Junto a la solidaridad, debe primar también el sentido común, que por desgracia tan pocas veces aplicamos. La lógica nos indica que el principio rector de toda política hidráulica, no es otro que tomar el agua de donde sobra para llevarla allí donde falta, en base siempre a criterios técnicos y no a intereses políticos territoriales. En 2001, con un gobierno del Partido Popular, se dio el paso más importante para solucionar este grave problema de la coexistencia de una ‘España húmeda’ y una ‘España Seca’. Me refiero al Plan Hidrológico Nacional, que fue fruto de un gran consenso, en el que prevaleció el interés general por encima de cualquier otra consideración.

Este ambicioso plan contemplaba los diferentes trasvases de agua como «un importante instrumento vertebrador del territorio, evitando que zonas con déficits estructurales de recursos hídricos vean estrangulado y amenazado su desarrollo económico y social por la incertidumbre del suministro de agua, y garantizando que las cuencas cedentes no vean hipotecado el suyo como consecuencia del mismo, recibiendo adicionalmente una compensación destinada a actuaciones medioambientales vinculadas a los usos del agua».

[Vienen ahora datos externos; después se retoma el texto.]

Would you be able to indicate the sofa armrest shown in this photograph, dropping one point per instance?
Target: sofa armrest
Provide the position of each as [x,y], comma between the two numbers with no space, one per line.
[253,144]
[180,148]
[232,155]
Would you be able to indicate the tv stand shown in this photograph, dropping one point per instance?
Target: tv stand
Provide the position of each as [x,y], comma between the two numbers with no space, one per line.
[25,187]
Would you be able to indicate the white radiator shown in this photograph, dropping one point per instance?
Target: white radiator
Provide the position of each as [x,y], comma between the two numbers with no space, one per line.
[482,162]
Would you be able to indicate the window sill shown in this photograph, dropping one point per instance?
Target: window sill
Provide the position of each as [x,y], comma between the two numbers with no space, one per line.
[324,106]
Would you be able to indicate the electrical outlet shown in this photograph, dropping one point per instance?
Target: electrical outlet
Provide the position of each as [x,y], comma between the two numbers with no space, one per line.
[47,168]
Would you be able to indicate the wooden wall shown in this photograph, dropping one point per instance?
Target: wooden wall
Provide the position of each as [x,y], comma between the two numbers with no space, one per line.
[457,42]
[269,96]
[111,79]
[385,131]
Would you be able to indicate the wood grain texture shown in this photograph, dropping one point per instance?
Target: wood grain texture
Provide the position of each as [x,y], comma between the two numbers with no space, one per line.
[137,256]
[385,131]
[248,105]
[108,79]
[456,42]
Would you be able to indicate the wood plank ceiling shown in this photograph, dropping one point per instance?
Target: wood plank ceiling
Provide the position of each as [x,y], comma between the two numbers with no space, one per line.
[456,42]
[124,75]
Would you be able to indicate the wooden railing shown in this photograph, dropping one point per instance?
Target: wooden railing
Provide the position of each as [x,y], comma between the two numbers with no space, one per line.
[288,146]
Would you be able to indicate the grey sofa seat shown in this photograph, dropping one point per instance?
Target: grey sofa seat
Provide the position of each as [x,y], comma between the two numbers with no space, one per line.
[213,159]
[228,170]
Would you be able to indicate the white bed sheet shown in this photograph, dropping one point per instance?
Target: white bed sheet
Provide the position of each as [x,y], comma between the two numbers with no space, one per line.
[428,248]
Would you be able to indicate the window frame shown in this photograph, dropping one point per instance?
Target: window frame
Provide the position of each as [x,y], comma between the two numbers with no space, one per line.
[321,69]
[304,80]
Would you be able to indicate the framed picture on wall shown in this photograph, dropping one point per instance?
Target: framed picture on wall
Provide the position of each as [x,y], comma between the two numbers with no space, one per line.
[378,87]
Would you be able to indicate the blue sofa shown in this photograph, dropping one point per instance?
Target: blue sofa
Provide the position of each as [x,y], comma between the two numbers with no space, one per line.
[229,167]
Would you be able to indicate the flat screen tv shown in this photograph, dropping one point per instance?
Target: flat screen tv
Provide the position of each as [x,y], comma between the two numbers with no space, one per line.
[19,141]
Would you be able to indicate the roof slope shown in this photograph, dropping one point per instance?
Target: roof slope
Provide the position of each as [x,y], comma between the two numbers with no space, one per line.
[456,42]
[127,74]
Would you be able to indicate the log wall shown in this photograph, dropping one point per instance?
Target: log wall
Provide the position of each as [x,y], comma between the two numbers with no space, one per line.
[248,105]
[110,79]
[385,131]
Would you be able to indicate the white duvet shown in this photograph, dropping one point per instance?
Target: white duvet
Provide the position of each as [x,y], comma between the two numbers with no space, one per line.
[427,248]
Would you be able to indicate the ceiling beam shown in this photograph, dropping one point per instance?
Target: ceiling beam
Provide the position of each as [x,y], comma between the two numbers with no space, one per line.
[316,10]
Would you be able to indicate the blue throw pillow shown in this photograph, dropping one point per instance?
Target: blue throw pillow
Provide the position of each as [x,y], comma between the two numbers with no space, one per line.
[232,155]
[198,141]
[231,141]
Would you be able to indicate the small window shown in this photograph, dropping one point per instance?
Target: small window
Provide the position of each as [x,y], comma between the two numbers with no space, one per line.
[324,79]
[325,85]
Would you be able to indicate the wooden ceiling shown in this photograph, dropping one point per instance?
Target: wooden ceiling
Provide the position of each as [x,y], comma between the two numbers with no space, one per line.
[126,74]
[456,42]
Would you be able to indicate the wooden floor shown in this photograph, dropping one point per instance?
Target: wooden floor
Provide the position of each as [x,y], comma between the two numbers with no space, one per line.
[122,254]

El Plan también recogía importantes obras hidráulicas para compensar a las comunidades autónomas que cedían agua. Se trata de infraestructuras de compensación que no beneficiaban únicamente al norte de España, por el trasvase del Ebro. Muchas de esas obras estaban previstas para otros territorios, incluida Extremadura. Nuestra región, en base a ese plan, iba a verse muy beneficiada.

Entre las obras que el plan preveía para nuestra tierra destacan la presa del Almonte para el abastecimiento de Cáceres, la mejora de los riegos del Borbollón, la regulación del Alberche, la modernización de los riegos del Alagón, la presa de Monteagudo para la regulación del rio Tiétar y la consolidación de los regadíos existentes.

Mención especial, por su importancia, tenía la obra para la regulación del río Tiétar y la consolidación de los regadíos de la zona. Ahora, todos somos testigos de las consecuencias de su no ejecución. Igual que pasa con el río Ebro, año a año los regantes y los demás vecinos de la zona padecen los desbordamientos del Tiétar y, con éstos, los graves destrozos en tierras de cultivo y en infraestructuras de riego.

La última riada la hemos tenido hace escasos días, y los agricultores se están preguntado cómo es posible que, viendo pasar agua como para llenar veinte pantanos de Rosarito, no tengan la suficiente para poder sacar adelante sus cosechas. También se preguntan cómo es posible que, para colmo, ese agua sobrante y no almacenado les cause tantos daños.

Los problemas que ahora se multiplican podrían haberse solucionado con ese plan de 2001, basado en la solidaridad, el sentido común y el consenso. Sin embargo, en la ecuación de la política hidráulica apareció Zapatero y con él, la debacle y la derogación del plan.

Las espurias razones de Zapatero para darle carpetazo al plan no son un secreto. La primera razón, fue el sectarismo. Que el plan llevara la firma de un gobierno del PP lo convirtió inmediatamente en derogable. La segunda razón, fue su propia conveniencia. Necesitaba los votos de ERC para ser presidente y los catalanes pedían eliminar el plan de 2001. De aquellos polvos, estos lodos. La política hidráulica hace aguas, nunca mejor dicho.

Este es el mejor momento posible para que los partidos políticos aparquen sus estrategias particulares y asuman como un reto de país que hay que trabajar para que el agua sea para todos. La respuesta está en un pacto de gran calado que lo garantice. El consenso es posible, nos lo demostramos todos en 2001. ¿Hay voluntad?